Table of Contents
Introduction
Apache Zookeeper is a distributed coordination tool that helps keep large-scale systems in sync. It’s the backbone for managing leader elections, service discovery, and metadata storage in projects like Kafka, Hadoop, and Elasticsearch. Think of it as a highly available traffic controller for distributed apps, ensuring everything runs smoothly.
Since so many critical services can depend on Zookeeper, monitoring it is a must. If request latency spikes, connections pile up, or the data tree grows out of control, it can ripple through your entire infrastructure. Keeping an eye on key metrics like latency, active connections, and leader status helps spot issues early, optimize performance, and prevent downtime. In short, if Zookeeper is happy, your distributed apps are happy - and that’s why monitoring matters!
In this guide, we'll detail how to install Zookeeper and OpenTelemetry Contrib to collect and forward performance metrics to a datasource.
Install and Configure Zookeeper
If you're already running an instance of Zookeeper in your production or test environment, you can jump straight to the OTel configuration section. Otherwise, the following section provides a quick setup guide to install and run Zookeeper in a Linux environment.

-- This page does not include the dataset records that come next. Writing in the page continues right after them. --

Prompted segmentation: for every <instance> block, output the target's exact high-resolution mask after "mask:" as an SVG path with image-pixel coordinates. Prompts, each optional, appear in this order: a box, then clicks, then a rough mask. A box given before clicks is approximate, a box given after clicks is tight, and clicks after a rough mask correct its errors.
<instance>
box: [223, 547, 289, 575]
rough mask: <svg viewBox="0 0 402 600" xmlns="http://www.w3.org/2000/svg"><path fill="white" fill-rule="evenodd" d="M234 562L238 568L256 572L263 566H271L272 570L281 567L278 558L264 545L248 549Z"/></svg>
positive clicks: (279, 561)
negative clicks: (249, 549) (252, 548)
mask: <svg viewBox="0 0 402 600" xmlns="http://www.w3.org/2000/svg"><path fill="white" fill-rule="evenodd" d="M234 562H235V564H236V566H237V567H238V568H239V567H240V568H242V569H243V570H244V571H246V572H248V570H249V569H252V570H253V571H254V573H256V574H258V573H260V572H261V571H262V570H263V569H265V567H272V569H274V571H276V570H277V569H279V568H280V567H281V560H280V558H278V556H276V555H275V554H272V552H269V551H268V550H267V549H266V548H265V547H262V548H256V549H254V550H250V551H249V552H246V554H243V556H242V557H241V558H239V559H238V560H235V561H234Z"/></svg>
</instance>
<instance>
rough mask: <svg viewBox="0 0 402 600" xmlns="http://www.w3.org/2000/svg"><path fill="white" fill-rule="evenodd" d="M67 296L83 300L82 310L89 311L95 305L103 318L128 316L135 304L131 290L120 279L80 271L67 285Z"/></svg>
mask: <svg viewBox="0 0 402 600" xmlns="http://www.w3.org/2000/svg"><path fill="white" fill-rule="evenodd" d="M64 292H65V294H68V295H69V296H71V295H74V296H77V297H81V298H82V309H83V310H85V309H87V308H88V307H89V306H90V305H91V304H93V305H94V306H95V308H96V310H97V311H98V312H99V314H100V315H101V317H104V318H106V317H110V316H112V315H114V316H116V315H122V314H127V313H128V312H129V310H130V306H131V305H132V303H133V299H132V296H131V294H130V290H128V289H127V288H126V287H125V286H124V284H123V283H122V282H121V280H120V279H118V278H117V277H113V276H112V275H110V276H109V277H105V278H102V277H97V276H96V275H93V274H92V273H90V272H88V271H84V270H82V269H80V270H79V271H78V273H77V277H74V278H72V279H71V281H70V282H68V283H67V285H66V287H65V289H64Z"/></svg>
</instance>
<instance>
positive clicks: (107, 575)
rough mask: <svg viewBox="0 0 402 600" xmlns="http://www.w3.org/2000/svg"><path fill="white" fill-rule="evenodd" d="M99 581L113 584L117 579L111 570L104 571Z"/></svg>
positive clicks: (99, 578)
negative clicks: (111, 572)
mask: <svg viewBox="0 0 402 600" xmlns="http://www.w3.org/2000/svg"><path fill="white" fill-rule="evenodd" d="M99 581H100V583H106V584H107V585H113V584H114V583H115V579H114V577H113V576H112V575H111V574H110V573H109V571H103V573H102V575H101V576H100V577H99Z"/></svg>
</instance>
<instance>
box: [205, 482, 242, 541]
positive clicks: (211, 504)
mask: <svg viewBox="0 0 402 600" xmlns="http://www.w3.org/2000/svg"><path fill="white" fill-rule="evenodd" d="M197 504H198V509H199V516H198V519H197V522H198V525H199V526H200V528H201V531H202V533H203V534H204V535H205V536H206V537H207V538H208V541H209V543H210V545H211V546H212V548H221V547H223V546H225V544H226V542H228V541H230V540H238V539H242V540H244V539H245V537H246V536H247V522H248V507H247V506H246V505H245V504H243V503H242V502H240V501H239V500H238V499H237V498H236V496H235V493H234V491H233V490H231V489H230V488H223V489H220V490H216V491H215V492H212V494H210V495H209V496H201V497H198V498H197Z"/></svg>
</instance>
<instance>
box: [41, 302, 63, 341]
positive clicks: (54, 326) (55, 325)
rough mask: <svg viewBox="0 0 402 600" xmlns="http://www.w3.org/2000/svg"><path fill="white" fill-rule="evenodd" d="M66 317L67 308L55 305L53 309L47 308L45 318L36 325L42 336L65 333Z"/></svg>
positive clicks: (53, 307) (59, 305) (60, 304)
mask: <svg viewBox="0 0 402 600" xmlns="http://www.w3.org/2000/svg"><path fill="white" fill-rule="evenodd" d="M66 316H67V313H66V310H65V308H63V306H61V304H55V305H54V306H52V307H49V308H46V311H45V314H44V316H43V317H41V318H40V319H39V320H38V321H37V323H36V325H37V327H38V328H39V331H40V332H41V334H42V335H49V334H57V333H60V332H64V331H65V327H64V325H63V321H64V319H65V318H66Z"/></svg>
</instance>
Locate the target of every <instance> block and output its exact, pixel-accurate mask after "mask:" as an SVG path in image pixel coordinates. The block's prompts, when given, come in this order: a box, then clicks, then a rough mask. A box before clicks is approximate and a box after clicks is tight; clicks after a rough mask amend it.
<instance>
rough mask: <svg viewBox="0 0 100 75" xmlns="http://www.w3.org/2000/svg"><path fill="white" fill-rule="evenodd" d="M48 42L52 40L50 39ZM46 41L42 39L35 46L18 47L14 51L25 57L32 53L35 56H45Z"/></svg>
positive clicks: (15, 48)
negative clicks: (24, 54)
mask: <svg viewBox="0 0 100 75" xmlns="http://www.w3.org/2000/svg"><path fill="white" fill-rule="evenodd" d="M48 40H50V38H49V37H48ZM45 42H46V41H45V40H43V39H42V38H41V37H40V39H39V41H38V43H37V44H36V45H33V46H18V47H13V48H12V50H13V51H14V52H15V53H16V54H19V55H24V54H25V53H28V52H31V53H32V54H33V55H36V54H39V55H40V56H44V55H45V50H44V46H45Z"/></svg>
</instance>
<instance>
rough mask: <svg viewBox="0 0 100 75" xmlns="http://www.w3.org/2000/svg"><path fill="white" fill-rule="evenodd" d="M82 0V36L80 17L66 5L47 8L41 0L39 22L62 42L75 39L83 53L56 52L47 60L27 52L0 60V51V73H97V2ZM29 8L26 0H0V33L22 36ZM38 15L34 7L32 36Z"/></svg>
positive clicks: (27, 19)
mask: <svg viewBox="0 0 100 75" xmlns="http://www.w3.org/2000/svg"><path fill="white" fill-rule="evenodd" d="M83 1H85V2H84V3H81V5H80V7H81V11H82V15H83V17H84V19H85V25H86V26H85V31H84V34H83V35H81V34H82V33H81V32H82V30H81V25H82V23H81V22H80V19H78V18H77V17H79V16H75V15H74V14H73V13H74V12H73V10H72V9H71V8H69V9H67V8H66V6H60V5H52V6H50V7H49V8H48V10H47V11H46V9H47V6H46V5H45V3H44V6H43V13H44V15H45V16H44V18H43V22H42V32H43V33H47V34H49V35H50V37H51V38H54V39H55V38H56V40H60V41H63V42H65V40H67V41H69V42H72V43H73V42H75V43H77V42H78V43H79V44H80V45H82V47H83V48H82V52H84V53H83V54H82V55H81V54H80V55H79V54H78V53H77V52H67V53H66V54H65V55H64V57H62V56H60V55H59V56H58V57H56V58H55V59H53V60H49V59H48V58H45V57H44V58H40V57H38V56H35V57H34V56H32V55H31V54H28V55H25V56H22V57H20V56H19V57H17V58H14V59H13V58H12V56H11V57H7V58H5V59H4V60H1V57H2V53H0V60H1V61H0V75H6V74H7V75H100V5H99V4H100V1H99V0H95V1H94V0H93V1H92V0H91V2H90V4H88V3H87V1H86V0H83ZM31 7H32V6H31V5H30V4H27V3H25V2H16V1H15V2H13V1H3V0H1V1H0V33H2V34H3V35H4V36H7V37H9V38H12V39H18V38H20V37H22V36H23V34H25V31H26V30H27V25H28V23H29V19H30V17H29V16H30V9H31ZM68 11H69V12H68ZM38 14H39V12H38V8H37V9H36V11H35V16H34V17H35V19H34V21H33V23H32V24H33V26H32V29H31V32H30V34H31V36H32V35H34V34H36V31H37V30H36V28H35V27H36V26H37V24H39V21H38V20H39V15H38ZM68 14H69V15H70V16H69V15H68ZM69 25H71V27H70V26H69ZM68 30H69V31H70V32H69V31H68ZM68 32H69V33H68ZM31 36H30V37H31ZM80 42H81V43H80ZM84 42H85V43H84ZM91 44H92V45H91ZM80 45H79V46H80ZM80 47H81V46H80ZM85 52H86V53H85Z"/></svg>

Install and Run the Zookeeper System Package (Linux)
sudo apt install -y zookeeper zookeeperd
sudo systemctl restart zookeeper
sudo systemctl status zookeeper
Confirm that it's listening on default port :2181 and check status:
netstat -tulnp | grep :2181
echo "stat" | nc localhost 2181
NOTE: The default configuration is for a standalone node - but if you want to configure a cluster you can update your config file, typically located at: /etc/zookeeper/conf/zoo.cfg
Now just add it to your system PATH and grant permissions for it to write log files:
export PATH=$PATH:/usr/share/zookeeper/bin
sudo chmod -R 777 /var/log/zookeeper
Access the Interactive Zookeeper CLI
The Zookeeper interactive CLI (zkCli.sh) is a handy tool for exploring and managing Zookeeper in real time. You can use it to create and modify znodes, check server status, and troubleshoot issues without needing extra scripts or clients.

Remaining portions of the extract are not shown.